Democratic Gov. Phil Murphy and his Republican challenger Jack Ciattarelli hit the campaign trail in northern New Jersey on Thursday. They each had two very different economic philosophies and got into a debate over the state’s bear hunt.
“As governor, I’ll provide you with opportunity. You hold up your end of the bargain – you work hard, everything’s going to work out just fine – for the state and for you,” Ciattarelli said.
The former state assemblyman pitched the idea of small government, small business success in campaign stops in Bergen and Passaic counties.

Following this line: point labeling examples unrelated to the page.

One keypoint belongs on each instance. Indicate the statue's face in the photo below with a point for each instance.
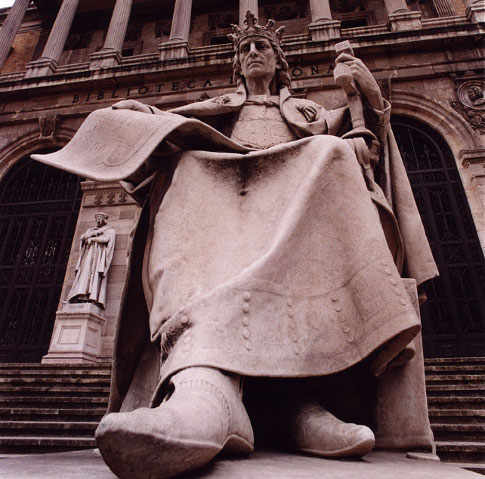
(100, 220)
(475, 93)
(257, 58)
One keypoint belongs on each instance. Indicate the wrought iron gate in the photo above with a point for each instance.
(39, 206)
(454, 315)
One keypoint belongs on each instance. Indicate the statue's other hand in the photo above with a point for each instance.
(364, 79)
(308, 111)
(132, 105)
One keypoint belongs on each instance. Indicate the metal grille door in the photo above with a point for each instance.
(39, 206)
(454, 315)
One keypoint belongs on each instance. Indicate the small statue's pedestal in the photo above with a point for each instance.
(77, 334)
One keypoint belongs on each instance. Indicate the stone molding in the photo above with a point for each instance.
(404, 20)
(104, 58)
(174, 50)
(470, 103)
(324, 30)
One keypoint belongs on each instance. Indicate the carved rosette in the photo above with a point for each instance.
(470, 103)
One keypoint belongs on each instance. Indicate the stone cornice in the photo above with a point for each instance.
(205, 59)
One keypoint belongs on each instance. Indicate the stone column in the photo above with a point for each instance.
(10, 27)
(323, 27)
(244, 6)
(475, 11)
(400, 17)
(110, 54)
(47, 63)
(178, 44)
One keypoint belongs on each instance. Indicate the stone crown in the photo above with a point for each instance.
(252, 28)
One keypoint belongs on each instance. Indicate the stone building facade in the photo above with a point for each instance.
(59, 62)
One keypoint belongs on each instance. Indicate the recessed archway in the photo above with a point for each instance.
(454, 315)
(39, 206)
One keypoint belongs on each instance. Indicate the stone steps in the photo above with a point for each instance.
(21, 414)
(54, 401)
(456, 400)
(51, 407)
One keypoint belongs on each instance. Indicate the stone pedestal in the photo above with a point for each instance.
(324, 30)
(77, 334)
(172, 50)
(404, 20)
(105, 58)
(475, 11)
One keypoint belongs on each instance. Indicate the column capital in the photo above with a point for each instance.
(475, 11)
(41, 67)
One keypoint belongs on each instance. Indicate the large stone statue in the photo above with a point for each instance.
(275, 241)
(95, 256)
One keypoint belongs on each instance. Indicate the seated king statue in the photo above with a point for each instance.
(277, 241)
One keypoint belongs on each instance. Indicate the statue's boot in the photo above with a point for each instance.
(316, 431)
(203, 416)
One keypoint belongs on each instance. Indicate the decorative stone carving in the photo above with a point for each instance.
(471, 103)
(47, 126)
(96, 253)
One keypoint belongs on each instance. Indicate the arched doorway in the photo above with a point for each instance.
(454, 315)
(39, 206)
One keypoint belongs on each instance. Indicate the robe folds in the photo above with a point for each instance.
(263, 262)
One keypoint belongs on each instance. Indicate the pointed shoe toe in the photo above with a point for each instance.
(202, 417)
(320, 433)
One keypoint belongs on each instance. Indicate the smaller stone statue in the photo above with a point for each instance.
(97, 247)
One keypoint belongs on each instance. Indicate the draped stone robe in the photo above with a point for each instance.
(268, 262)
(92, 267)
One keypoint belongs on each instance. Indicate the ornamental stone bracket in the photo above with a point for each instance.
(470, 103)
(473, 158)
(104, 194)
(41, 67)
(324, 30)
(105, 58)
(404, 20)
(173, 50)
(77, 334)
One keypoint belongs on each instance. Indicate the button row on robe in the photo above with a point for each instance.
(246, 334)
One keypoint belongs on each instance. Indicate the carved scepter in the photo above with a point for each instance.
(344, 79)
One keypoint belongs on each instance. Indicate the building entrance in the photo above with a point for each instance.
(454, 315)
(39, 206)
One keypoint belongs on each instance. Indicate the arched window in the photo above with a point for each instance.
(454, 315)
(39, 206)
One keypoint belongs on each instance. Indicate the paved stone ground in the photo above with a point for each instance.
(88, 464)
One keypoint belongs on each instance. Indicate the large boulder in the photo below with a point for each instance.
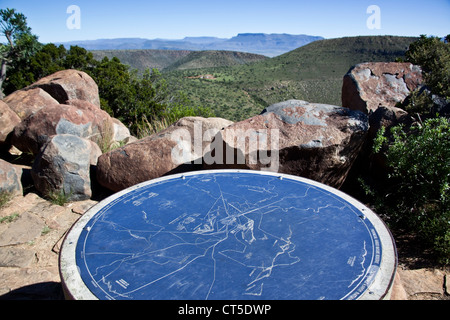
(80, 118)
(69, 85)
(176, 149)
(366, 86)
(316, 141)
(28, 101)
(8, 121)
(9, 179)
(63, 166)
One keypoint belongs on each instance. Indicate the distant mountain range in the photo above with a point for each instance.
(269, 45)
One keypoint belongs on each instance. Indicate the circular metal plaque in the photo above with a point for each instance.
(228, 235)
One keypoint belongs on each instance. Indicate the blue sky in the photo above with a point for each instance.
(174, 19)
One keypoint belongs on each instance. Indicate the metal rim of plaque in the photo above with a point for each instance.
(375, 284)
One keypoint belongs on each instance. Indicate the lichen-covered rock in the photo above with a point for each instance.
(82, 119)
(366, 86)
(316, 141)
(69, 85)
(176, 149)
(9, 179)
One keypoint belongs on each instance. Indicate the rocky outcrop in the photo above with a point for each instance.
(69, 85)
(296, 137)
(63, 167)
(173, 150)
(367, 86)
(58, 120)
(28, 101)
(9, 179)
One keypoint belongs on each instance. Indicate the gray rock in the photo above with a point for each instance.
(172, 150)
(366, 86)
(15, 257)
(8, 121)
(64, 166)
(9, 179)
(25, 229)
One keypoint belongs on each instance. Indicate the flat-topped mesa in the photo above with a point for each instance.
(315, 141)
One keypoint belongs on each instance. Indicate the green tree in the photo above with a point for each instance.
(21, 44)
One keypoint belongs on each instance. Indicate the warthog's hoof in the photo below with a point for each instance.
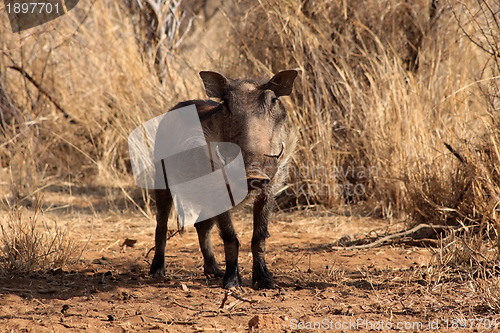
(262, 278)
(211, 269)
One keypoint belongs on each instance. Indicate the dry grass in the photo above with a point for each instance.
(385, 86)
(33, 244)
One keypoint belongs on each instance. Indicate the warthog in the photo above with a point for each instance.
(251, 115)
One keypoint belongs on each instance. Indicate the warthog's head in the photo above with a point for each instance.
(253, 117)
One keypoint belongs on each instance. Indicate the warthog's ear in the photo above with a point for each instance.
(282, 83)
(215, 84)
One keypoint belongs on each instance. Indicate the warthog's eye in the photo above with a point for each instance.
(280, 155)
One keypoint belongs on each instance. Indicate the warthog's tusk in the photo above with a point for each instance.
(280, 155)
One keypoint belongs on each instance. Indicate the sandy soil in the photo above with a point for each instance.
(109, 289)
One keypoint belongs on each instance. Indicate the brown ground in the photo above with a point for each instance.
(109, 288)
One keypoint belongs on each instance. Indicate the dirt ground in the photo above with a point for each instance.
(108, 289)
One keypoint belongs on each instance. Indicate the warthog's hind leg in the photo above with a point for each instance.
(232, 276)
(164, 205)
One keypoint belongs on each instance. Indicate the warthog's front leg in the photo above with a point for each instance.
(232, 276)
(261, 277)
(204, 230)
(163, 205)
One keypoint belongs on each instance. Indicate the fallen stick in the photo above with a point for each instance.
(393, 237)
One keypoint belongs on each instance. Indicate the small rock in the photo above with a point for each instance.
(265, 323)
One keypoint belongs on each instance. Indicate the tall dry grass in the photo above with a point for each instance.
(385, 85)
(33, 243)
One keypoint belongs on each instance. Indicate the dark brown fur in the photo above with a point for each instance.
(251, 116)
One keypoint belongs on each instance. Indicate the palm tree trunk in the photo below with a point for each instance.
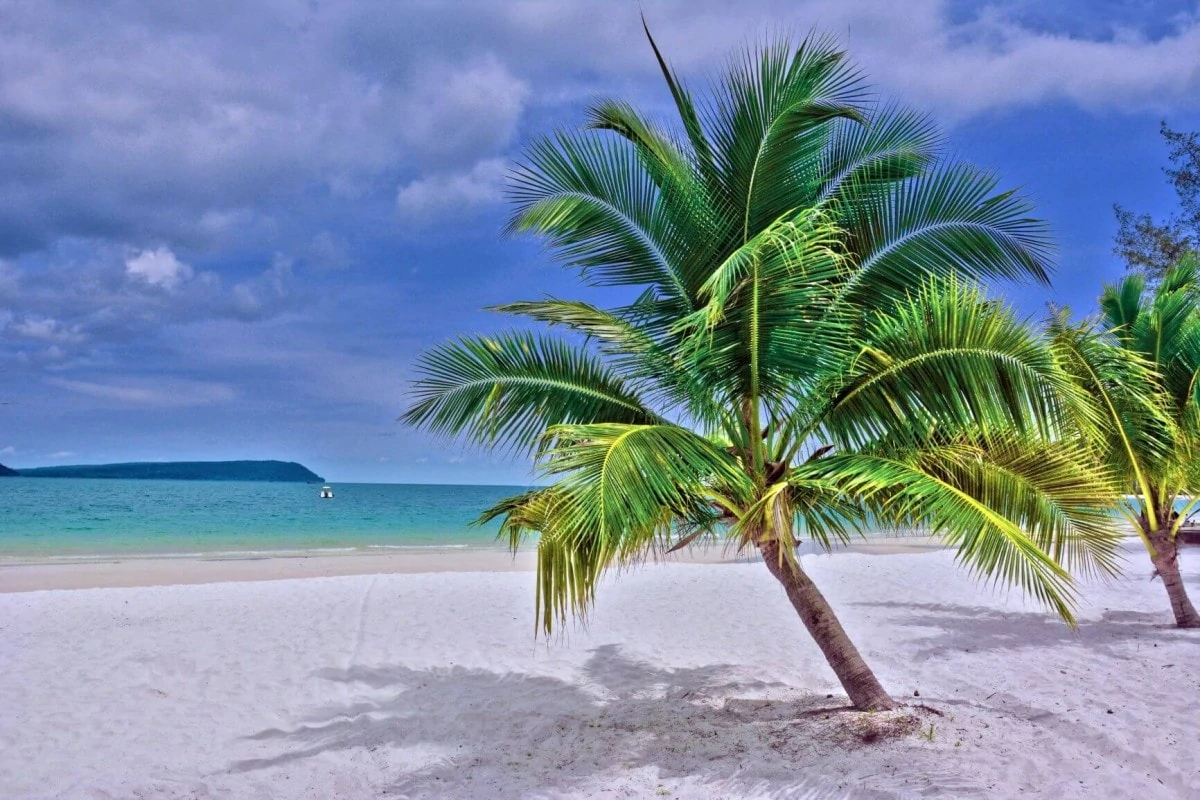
(1167, 566)
(856, 677)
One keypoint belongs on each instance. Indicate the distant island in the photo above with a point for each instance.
(181, 470)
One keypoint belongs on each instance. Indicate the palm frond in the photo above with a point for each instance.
(622, 492)
(505, 390)
(946, 221)
(948, 358)
(1008, 513)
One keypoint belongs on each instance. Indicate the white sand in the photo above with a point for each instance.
(693, 681)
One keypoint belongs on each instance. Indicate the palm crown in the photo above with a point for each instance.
(1140, 361)
(802, 354)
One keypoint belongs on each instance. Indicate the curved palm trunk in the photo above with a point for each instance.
(856, 677)
(1167, 565)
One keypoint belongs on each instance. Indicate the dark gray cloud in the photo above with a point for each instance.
(268, 208)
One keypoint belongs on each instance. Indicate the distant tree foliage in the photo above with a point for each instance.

“The conservative belief is the more money we put in your pocket, the better for the economy and the better for society. But most importantly, the better for you,” Ciattarelli said.
Ciattarelli began with a picnic table discussion with Ramapo College students at a Mahwah park and then continued with a visit to the Ho-Ho-Kus Trade and Science School in Paterson.
“You have my word that state government will do all that if need to do to make sure this institution continues to achieve all of its goals and thrives,” he said.
Meanwhile, Gov. Murphy highlighted a Berkeley Heights groundbreaking where a financial tech company is bringing 2,000 new jobs and retaining more than 1,000 jobs thanks to a $109 million state tax credit.
“We know companies don’t want a place that just provides good value for money in their investment, which they do, but which also stays true to the values that their employees hold,” Murphy said. “Being pro-growth and being progressive are not either/or scenarios.”
During a Q&A, the governor responded to comments from Ciattarelli moments earlier that the Republican would bring back the state's bear hunt.
“The science and the biology says the most humane thing is to thin the herd. And bear hunting is part of a cultural, family tradition,” Ciattarelli said.
“The bear hunt will not come back as long as I’m governor,” Murphy responded.
With polls narrowing, the two candidates have barely three weeks until early voting. Early, in-person voting begins on Saturday, Oct. 23. Election Day is Nov. 2.